# 6. Softmax Regression as a Neural Network

In [1]:
import time
import math
import random

import numpy as np
import pandas as pd
from IPython import display
import matplotlib.pyplot as plt

import torch
import torchvision
from torch import nn
from torch.utils import data
from torchvision import transforms

## Helper Functions

In [29]:
class Accumulator: 

    def __init__(self, n):
        self.data = [0.0] * n

    def add(self, *args):
        self.data = [a + float(b) for a, b in zip(self.data, args)]

    def reset(self):
        self.data = [0.0] * len(self.data)
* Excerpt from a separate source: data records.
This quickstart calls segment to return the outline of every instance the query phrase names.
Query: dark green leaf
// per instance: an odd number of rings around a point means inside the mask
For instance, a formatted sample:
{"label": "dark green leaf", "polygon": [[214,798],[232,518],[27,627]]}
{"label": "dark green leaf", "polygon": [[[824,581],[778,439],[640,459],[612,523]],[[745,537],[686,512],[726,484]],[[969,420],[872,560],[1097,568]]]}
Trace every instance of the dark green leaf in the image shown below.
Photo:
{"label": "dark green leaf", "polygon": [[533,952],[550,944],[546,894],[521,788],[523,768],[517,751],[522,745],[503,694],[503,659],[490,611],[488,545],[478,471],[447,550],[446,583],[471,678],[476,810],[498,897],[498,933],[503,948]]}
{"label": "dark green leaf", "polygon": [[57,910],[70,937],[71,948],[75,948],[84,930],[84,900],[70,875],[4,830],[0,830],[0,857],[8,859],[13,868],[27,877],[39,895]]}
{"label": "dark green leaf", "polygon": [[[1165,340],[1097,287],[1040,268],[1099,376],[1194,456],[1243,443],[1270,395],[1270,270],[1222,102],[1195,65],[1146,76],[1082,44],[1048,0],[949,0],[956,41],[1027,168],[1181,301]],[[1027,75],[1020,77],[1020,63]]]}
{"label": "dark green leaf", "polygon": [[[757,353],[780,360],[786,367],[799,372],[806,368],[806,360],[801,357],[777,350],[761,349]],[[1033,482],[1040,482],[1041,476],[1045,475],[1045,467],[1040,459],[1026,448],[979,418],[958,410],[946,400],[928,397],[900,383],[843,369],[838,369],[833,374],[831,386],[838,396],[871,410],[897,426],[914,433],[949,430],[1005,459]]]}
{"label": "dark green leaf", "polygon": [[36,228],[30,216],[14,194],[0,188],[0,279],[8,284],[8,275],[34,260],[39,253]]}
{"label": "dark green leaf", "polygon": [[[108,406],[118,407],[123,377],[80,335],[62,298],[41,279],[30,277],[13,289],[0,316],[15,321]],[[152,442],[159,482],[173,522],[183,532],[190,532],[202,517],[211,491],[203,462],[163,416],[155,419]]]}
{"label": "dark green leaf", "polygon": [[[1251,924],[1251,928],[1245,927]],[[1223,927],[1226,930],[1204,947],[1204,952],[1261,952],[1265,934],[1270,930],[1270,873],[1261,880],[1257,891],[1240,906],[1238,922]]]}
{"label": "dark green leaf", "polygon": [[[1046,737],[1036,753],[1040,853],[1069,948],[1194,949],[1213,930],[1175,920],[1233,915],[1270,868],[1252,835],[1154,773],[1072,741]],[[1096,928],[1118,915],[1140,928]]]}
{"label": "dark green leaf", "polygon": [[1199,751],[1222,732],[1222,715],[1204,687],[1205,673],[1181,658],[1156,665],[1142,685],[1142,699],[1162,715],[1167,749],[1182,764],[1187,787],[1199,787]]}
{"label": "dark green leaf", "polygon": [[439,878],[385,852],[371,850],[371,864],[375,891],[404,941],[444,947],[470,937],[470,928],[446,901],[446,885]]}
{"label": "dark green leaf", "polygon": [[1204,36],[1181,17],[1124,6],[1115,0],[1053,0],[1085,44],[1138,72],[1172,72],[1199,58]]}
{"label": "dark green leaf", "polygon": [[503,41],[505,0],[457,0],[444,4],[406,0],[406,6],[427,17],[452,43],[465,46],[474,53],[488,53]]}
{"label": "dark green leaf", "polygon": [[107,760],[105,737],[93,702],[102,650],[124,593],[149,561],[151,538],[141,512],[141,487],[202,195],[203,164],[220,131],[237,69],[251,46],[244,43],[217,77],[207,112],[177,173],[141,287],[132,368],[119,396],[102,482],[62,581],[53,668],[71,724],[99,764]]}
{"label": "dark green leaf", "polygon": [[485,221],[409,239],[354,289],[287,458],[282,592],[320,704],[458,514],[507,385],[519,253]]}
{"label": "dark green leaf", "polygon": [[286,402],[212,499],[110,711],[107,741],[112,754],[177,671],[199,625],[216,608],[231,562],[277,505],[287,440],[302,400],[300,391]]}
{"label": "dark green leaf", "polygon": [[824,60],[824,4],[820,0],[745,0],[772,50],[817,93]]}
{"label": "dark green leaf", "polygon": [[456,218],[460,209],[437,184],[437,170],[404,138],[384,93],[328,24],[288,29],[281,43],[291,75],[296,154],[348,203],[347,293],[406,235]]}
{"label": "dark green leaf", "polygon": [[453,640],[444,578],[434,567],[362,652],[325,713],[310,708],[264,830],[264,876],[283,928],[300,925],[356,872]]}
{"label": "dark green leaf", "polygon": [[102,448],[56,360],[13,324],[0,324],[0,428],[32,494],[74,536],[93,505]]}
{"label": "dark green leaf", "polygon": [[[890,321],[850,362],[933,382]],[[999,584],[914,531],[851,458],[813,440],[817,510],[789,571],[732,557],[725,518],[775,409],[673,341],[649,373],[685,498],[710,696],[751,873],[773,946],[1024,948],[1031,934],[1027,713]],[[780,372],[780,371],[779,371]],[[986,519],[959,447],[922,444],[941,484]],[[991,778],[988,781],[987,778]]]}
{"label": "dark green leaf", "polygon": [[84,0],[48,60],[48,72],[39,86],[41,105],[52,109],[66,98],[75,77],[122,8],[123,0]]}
    def __getitem__(self, idx):
        return self.data[idx]

## Import Data

In [30]:
def get_fashion_mnist_labels(labels):
    '''
    Function to obtain the text label for each data point.
    '''
    text_labels = ['t-shirt', 'trouser', 'pullover', 'dress', 'coat',
                   'sandal', 'shirt', 'sneaker', 'bag', 'ankle boot']
    return [text_labels[int(i)] for i in labels]

In [31]:
def load_data(batch_size, resize=None):
    '''
    Function to create a data iterator.
    '''
    trans = [transforms.ToTensor()]
    if resize:
        trans.insert(0, transforms.Resize(resize))
    trans = transforms.Compose(trans)
    mnist_train = torchvision.datasets.FashionMNIST(root='../data', train=True, transform=trans, download=True)
    mnist_test = torchvision.datasets.FashionMNIST(root='../data', train=False, transform=trans, download=True)
    return (data.DataLoader(mnist_train, batch_size, shuffle=True, num_workers=4),
            data.DataLoader(mnist_test, batch_size, shuffle=False, num_workers=4))

In [32]:
batch_size = 256
train_iter, test_iter = load_data(batch_size)

## Model

In [33]:
net = nn.Sequential(nn.Flatten(),             #flatten the image matrices
                    nn.Linear(28*28, 10)      #fully connected layer
                   )

## Initialize Parameters

In [34]:
def init_weights(net):
    if type(net) == nn.Linear:
        nn.init.normal_(net.weight, std=0.01)

In [35]:
net.apply(init_weights)

Sequential(
  (0): Flatten(start_dim=1, end_dim=-1)
  (1): Linear(in_features=784, out_features=10, bias=True)
)

## Loss Function

The **softmax function** is given as:

$$\hat y_j = \frac{\exp(o_j)}{\sum_k \exp(o_k)}$$

To prevent potential **overflow** caused by the exponential term, we can **subtract $\max(o_k)$ from $o_k$** before computing softmax:

$$
\begin{aligned}
\hat y_j & =  \frac{\exp(o_j - \max(o_k))\exp(\max(o_k))}{\sum_k \exp(o_k - \max(o_k))\exp(\max(o_k))} \\
& = \frac{\exp(o_j - \max(o_k))}{\sum_k \exp(o_k - \max(o_k))}.
\end{aligned}
$$

which is equivalent to the original softmax function.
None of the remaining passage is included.